Wrong Encoding Detection (UTF-8 file with German umlauts detected as Windows-949 Korean)

ThelloD commented 2 years ago

notepad3.exe incorrectly identifies a UTF-8 text file that contains German umlauts as Korean (Windows-949). All sensitive information was removed from the attached file (the original document contained more text), but the attached file still triggers the issue.

I'm using Notepad3 (x64) v5.21.1129.1 wrong-encoding.txt

Tested without (=default configuration) as well as with specifying UTF-8 as fallback: grafik

In both cases the encoding is still incorrectly identified, even after renaming the disk on file (in order to make sure that encoding information is not read from the history):

grafik

hpwamr commented 2 years ago

So, is UTF-8 correctly detected. 🤔

2022-02-09_160703

even after renaming the disk on file (in order to make sure that encoding information is not read from the history):

Tips: An easy way to avoid the "history encoding" is to: "Uncheck" --> Settings --> Remember --> Remember Recent Files

hpwamr commented 2 years ago

My opinion is that in your example, you have to many "German Umlauts" characters in 3 small lines. 😉

This sample is correctly detected as UTF-8. (just change Für to Fur)... 🤔 :

Fur X ist X zuständig.
 verlässt.
- "Verlässt

ThelloD commented 2 years ago

My opinion is that in your example, you have to many "German Umlauts" characters in 3 small lines. 😉

As explained in my post, the original file contained more text (296 Bytes instead of 52 Bytes - so still not a large file but way longer than the attached one), and I mainly left only those words with a umlaut. I was able to delete most other words while still triggering the incorrect detection, but the original file didn't contain any more umlauts.

So yeah, the attached file indeed contains an extraordinary number of umlauts, but it also happens if there are many more regular ASCII characters included. Actually, the attached file doesn't make a lot sense (none at all tbh :D), but I couldn't attach the original one because it included sensitive data and personal information. That's why I reduced the file content to a minimum ;)

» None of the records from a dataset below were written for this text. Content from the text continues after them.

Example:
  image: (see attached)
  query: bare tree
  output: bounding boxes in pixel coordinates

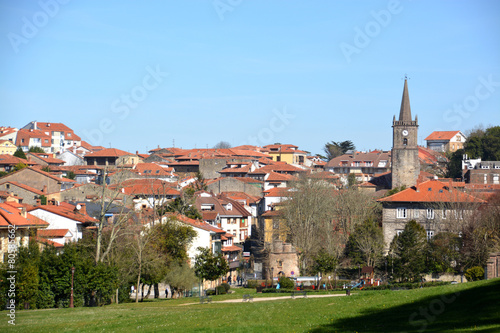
[214,141,231,149]
[95,167,133,264]
[281,176,334,268]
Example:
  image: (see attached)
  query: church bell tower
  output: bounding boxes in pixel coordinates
[391,77,420,188]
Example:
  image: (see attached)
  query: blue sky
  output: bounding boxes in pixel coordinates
[0,0,500,154]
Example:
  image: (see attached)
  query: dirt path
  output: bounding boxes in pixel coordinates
[180,294,355,306]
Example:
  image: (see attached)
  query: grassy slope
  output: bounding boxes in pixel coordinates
[0,279,500,332]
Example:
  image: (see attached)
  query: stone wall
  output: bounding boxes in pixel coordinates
[2,168,61,193]
[207,177,262,197]
[485,252,500,279]
[264,240,300,279]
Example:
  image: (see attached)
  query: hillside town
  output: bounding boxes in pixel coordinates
[0,80,500,304]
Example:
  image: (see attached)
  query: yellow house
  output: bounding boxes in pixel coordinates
[261,210,287,244]
[263,143,307,165]
[0,140,17,155]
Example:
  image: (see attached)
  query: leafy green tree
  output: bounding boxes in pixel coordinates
[347,173,357,187]
[164,264,198,295]
[311,249,338,275]
[28,147,45,154]
[427,232,462,273]
[152,217,197,265]
[346,219,384,267]
[214,141,231,149]
[390,220,427,282]
[14,163,27,172]
[323,140,356,161]
[16,240,40,309]
[64,171,76,179]
[446,126,500,178]
[194,247,229,292]
[464,266,484,281]
[14,147,27,160]
[160,196,203,220]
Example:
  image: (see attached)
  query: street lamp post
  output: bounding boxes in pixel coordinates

RaiKoHoff commented 2 years ago

Notepad3's Encoding Detection is based on UCHARDET (https://www.freedesktop.org/wiki/Software/uchardet/). There are lots of options and parameter (confidence level to accept result, training of language specific character sets, etc.) to tune this library. Some parameter are switchable via Notepad3.ini. Obviously, there are too few characters in this file for a reliable detection. Providing some more characters (e.g. dub last line) increases the confidence value to 100% UTF-8:

If you are dealing with UTF-8 (no BOM/SIG) files only, you can switch of the encoding detector. Or you can leave a hint in the file about encoding (e.g. encoding: UTF-8), which will let the encoding-file-tag parser override the UCHARDET detection result by specified encoding:

By the way: For your provided original snippet, UCHARDET has a confidence of 99% (which is above 92% threshold for reliability) that it is "Korean (Windows-949)" - whatever Korean trainings data for the AI of UCHARDET causes this obvious wrong suggestion for decoding the byte stream.

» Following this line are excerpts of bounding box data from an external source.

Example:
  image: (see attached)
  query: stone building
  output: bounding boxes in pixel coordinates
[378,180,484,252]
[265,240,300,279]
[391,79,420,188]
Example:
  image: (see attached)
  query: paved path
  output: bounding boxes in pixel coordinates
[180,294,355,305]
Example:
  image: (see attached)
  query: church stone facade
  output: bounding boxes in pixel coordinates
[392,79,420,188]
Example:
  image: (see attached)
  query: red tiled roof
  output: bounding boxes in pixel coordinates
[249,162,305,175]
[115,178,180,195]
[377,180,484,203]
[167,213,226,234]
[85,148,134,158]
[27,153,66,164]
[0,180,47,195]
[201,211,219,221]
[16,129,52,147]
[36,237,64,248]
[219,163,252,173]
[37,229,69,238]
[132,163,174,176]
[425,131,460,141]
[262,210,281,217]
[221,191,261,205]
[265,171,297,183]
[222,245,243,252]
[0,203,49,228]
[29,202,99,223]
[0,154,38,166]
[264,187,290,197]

RaiKoHoff commented 2 years ago

As of writing above comment, you wrote another comment: ASCII characters are not taken into account by encoding detection, cause they have the same encoding in all ANSI language encodings and in UTF-8. The non ASCII characters are important for correct ANSI CP-XXXX / UTF-8 encoding detection.

ThelloD commented 2 years ago

Not sure if it's actually helpful since besides umlauts the original file only contained ASCII characters (therefore might not help a lot to detect the correct encoding), but I just re-created the file with the encoding problem.

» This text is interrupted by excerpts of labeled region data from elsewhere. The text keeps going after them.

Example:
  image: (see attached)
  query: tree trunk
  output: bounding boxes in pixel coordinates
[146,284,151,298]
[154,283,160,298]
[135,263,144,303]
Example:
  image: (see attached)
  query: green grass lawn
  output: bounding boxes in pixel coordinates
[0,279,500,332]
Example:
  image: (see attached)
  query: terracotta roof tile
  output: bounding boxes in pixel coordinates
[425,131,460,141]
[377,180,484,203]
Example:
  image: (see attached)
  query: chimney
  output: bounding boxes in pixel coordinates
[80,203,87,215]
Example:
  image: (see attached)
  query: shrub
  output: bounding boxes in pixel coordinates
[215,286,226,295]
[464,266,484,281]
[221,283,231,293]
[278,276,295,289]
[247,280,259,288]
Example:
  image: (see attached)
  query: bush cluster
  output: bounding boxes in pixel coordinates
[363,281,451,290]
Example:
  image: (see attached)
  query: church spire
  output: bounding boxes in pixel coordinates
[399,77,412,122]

This time, it is very similar to the orginal file in terms of structure and length/size, however instead of deleting sensitive data, I replaced as much as possible using a Lorem Ipsum generator:

wrong-encoding2.txt grafik

Further, I even added 5 paragraphs, 438 words to the end of the file - it is still incorrectly detected as Korean: wrong-encoding2b-long.txt

grafik

Therefore, the issue really isn't that there have been to many umlauts compared to other characters. 😉

ThelloD commented 2 years ago

ASCII characters are not taken into account by encoding detection, cause they have the same encoding in all ANSI language encodings and in UTF-8. The non ASCII characters are important for correct ANSI CP-XXXX / UTF-8 encoding detection.

So, what are our options to improve the configuration or detection mechanism, without requiring the user to change the configuration manually? I mean, of course you could change Notepad3 configuration etc., but in my opinion it should work out of the box. For comparision, "good"-old notepad.exe, notepad2.exe and VS Code detected the file reliably.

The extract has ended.